ICD-Codes für diese Krankheit: ICD-Codes sind international gültige Verschlüsselungen für medizinische Diagnosen. Sie finden sich z.B. in Arztbriefen oder auf Arbeitsunfähigkeits-bescheinigungen. J30ArtikelübersichtHeuschnupfen

  • Beschreibung
  • Symptome
  • Ursachen und Risikofaktoren
  • Untersuchungen und Diagnose
  • Behandlung
  • Krankheitsverlauf und Prognose

Heuschnupfen: Beschreibung

Jeder fünfte Mensch in Deutschland leidet an Heuschnupfen. Es handelt sich damit um die häufigste Allergie überhaupt. Wie bei allen Allergien reagiert das Immunsystem des Körpers bei Heuschnupfen übermäßig auf eigentlich harmlose Substanzen - in diesem Fall nicht auf Heu, wie der Name vermuten lässt, sondern auf Eiweiße von Pflanzenpollen in der Luft (wie Gräser- und Baumpollen).

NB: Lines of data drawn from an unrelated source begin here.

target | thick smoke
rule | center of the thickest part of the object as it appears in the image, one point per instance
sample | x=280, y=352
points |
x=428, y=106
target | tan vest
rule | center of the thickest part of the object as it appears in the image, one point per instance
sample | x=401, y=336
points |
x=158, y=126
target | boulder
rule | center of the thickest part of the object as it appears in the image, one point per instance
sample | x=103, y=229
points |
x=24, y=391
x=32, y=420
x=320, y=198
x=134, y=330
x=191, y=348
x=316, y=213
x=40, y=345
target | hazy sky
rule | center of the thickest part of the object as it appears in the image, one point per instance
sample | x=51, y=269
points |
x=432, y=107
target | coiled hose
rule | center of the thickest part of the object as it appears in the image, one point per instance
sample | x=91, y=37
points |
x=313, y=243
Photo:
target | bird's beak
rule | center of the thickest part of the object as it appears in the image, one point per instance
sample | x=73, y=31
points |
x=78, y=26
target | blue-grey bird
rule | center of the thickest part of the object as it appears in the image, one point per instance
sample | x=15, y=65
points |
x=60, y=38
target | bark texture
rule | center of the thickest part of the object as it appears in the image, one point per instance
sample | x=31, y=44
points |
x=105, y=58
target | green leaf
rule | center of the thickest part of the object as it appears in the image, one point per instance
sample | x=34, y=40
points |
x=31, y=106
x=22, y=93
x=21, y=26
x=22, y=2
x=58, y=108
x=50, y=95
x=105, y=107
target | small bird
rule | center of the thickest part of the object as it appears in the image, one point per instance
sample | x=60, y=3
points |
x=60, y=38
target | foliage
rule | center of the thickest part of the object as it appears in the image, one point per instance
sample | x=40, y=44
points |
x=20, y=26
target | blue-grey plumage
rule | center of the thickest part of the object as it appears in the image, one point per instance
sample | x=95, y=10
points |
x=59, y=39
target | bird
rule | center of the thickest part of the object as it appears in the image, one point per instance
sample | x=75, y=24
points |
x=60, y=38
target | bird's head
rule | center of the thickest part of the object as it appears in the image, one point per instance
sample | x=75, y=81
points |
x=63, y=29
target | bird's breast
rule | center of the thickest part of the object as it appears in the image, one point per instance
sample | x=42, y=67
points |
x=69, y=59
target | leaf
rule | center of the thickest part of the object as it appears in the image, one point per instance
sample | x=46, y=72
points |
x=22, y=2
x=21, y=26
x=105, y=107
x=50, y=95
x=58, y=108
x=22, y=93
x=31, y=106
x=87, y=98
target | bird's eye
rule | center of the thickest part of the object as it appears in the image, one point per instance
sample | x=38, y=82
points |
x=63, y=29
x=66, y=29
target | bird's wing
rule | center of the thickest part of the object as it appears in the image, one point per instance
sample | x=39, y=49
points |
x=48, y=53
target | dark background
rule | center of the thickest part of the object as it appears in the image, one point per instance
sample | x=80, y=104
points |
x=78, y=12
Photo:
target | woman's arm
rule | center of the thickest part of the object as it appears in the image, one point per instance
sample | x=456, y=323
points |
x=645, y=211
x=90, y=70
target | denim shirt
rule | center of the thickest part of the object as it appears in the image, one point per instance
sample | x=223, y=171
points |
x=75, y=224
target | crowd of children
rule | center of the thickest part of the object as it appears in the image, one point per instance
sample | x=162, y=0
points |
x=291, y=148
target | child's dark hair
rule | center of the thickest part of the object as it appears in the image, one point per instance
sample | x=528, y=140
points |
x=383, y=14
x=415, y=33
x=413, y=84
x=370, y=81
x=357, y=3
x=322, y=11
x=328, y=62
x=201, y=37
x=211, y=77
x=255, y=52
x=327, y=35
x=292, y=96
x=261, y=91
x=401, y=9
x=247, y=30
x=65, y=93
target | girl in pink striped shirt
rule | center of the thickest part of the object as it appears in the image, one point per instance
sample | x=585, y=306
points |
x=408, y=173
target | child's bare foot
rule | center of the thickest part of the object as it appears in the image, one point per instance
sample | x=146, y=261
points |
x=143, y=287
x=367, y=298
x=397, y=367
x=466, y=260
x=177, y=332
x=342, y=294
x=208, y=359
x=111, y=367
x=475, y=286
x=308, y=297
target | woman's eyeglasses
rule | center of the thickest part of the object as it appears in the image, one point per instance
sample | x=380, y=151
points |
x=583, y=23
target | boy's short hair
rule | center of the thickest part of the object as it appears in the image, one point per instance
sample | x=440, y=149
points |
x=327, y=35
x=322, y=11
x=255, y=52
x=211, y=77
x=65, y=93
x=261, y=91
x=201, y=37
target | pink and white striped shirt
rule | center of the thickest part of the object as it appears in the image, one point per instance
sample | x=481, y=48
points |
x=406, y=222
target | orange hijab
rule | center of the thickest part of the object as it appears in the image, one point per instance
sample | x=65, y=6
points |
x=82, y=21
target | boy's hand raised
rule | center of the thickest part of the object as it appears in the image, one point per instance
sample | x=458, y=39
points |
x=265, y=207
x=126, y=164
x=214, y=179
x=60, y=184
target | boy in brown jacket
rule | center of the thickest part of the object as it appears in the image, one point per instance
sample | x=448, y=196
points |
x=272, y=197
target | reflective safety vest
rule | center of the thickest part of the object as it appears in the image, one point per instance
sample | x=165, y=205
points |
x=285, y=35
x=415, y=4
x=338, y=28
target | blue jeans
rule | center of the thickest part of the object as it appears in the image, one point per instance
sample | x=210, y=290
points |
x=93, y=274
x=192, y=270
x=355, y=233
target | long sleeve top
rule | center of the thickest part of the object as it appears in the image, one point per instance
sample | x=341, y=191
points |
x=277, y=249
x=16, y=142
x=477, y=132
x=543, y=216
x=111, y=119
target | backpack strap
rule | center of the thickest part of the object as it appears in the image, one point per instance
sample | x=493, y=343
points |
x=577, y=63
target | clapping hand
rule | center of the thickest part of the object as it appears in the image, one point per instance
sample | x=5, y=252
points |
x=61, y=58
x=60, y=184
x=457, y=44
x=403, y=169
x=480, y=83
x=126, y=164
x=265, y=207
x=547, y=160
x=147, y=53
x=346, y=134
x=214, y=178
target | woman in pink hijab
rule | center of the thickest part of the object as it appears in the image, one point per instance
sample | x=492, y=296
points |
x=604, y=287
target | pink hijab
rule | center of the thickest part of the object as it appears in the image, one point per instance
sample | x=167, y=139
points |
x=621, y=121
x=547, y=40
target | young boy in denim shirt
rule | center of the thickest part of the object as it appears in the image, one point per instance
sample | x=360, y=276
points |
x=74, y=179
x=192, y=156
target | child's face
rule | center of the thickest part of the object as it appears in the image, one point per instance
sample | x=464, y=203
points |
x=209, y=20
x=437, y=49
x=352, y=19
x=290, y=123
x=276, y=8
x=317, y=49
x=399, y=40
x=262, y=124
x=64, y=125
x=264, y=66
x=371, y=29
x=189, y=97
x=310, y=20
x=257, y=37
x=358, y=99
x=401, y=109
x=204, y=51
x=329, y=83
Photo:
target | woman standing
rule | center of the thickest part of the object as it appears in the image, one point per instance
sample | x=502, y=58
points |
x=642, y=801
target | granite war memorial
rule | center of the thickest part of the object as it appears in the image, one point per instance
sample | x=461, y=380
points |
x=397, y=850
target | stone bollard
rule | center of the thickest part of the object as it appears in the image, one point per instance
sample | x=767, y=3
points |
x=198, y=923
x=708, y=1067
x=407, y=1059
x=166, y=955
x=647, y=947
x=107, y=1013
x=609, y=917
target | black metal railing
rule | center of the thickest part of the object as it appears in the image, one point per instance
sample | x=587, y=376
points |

Deswegen bezeichnet man den Heuschnupfen auch als Pollenallergie, Pollinose oder saisonale allergische Rhinitis (= saisonaler allergischer Schnupfen, Rhinitis allergica). Saisonal deswegen, weil die verschiedenen Pollen, welche Heuschnupfen auslösen können, nicht ganzjährig, sondern nur während der Blütezeit der jeweiligen Pflanzen in der Luft vorhanden sind. Somit treten die Heuschnupfen-Beschwerden nur in bestimmten Monaten im Jahr auf.

Wenn die Beschwerden ganzjährig auftreten, handelt es sich wahrscheinlich nicht um Heuschnupfen, sondern um eine andere Form von Allergie, etwa gegen Hausstaubmilben.

Heuschnupfen ist keine banale Erkrankung

Menschen ohne Heuschnupfen können sich häufig kaum vorstellen, wie belastend die Beschwerden einer Pollenallergie tatsächlich sind: Die ständig juckenden, tränenden Augen und die heftigen Niesattacken mit Fließschnupfen schränken die Lebensqualität der Betroffenen erheblich ein. Außerdem entwickelt sich durch den Heuschnupfen in vielen Fällen nach einigen Jahren auch ein allergisches Asthma. Ärzte bezeichnen dies auch als Etagenwechsel, da sich die Beschwerden von den oberen Atemwegen tiefer in den Atemtrakt (Lunge und Bronchien) ausbreiten.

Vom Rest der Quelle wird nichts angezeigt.